Figure 1. Thorase variants have defects in Thorase oligomer and GluA2-GRIP1 complex disassembly.

(A) Immunoblot analyses of Thorase wild type (WT) and variants oligomer formation. The samples were cross-linked by glutaraldehyde in the presence of 1 mM ADP or 1 mM ATP. The ATP treated samples were incubated at 4 °C (4 C) for Thorase oligomer formation and then at 37 °C (37 C) for ATP hydrolysis to disassembly Thorase oligomer.

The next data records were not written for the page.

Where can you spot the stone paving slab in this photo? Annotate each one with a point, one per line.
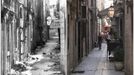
(97, 64)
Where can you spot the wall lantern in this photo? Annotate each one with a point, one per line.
(49, 20)
(111, 11)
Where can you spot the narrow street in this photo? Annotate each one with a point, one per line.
(96, 63)
(66, 37)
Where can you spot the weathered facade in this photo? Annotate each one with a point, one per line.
(128, 36)
(21, 21)
(80, 32)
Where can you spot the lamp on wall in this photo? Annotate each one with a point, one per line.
(111, 11)
(129, 3)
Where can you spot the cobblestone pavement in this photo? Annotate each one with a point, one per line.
(48, 59)
(97, 64)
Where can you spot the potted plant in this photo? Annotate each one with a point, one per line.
(119, 58)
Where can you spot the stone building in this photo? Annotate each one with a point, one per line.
(21, 21)
(80, 32)
(128, 36)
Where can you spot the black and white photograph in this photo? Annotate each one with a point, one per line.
(66, 37)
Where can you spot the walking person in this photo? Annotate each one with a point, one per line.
(99, 41)
(109, 46)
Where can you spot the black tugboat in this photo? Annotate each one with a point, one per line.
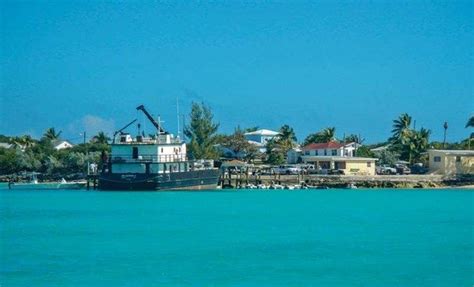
(154, 163)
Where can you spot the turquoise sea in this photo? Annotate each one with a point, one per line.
(237, 238)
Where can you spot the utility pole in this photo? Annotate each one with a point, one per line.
(445, 126)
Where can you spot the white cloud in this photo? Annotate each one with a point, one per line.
(92, 125)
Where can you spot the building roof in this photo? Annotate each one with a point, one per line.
(262, 132)
(453, 152)
(338, 158)
(234, 163)
(5, 145)
(256, 143)
(328, 145)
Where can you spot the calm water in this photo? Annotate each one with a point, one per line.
(240, 238)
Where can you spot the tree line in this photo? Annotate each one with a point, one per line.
(204, 140)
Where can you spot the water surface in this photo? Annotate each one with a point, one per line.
(237, 238)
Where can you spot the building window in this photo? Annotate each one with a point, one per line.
(135, 152)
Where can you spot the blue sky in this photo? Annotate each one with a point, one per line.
(353, 65)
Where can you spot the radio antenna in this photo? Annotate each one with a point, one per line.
(177, 113)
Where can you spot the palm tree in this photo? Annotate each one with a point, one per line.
(417, 144)
(23, 142)
(470, 122)
(101, 138)
(401, 128)
(51, 134)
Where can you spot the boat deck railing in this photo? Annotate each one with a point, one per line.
(148, 158)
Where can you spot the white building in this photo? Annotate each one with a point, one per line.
(293, 155)
(260, 138)
(59, 145)
(338, 156)
(331, 149)
(5, 145)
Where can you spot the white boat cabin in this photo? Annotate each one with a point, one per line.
(161, 154)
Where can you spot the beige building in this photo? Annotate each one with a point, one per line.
(451, 162)
(338, 156)
(350, 165)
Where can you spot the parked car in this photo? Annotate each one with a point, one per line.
(418, 168)
(336, 171)
(402, 169)
(385, 169)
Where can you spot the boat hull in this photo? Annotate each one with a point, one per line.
(47, 186)
(189, 180)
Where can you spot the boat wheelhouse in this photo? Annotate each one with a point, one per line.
(157, 162)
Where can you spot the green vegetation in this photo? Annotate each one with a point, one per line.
(407, 142)
(28, 155)
(238, 144)
(278, 147)
(202, 133)
(39, 155)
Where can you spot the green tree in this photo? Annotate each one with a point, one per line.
(409, 143)
(239, 145)
(401, 129)
(23, 142)
(9, 161)
(202, 133)
(100, 138)
(51, 134)
(470, 122)
(364, 151)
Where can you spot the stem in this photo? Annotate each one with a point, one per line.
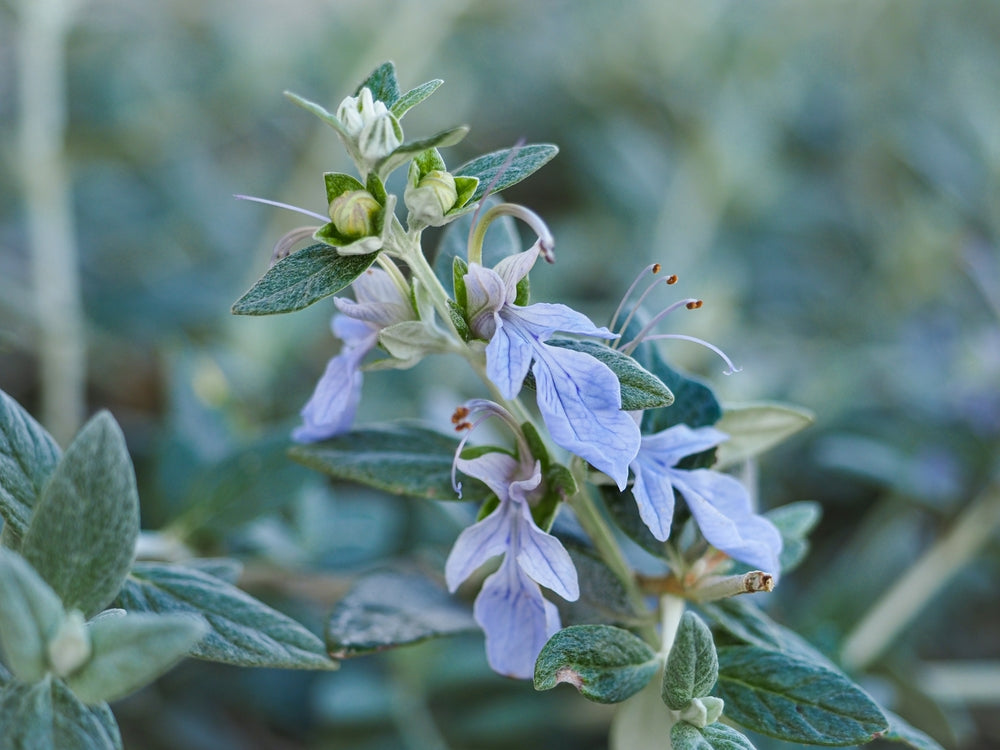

Samples were collected every 15 min over 150 min (lanes 1–10) during the incubation for cross-linking. (B) Graphical representation of the percentages of the oligomer states of Thorase at different times. (C) Immunoblot analyses of FLAG tagged Thorase immunoprecipitation (IP) from Thorase-heterozygous cortical neurons expressing FLAG tagged Thorase WT or variants in the presence of different nucleotides. The samples were resolved on 10% SDS-PAGE and immunoblotted with anti-Thorase, anti-FLAG-HRP, anti-GluA2 and anti-GRIP1 antibodies. (D) Normalized percent bound GluA2 and GRIP1 in the Thorase-FLAG IP samples for (C). (E) Immunoblot analyses of GluA2 IP from Thorase-heterozygous cortical neurons expressing FLAG tagged Thorase WT or variants in the presence of different nucleotides. The samples were separated on 10% SDS-PAGE and immunoblotted with anti-Flag, anti-GluA2 and anti-GRIP1 antibodies. (F) Normalized percent bound Thorase and GRIP1 in the GluA2 IP samples for (E). (G) The percent of Thorase and GRIP1 disassembled from the GluA2 complex upon ATP hydrolysis in (E). (mean ± standard error of the mean [SEM], n = 3, **p < 0.05, *p < 0.10, n.s. p > 0.10, Holm-Sidak post-hoc test compared with WT, Power: 1-β err prob = 0.8–1.0).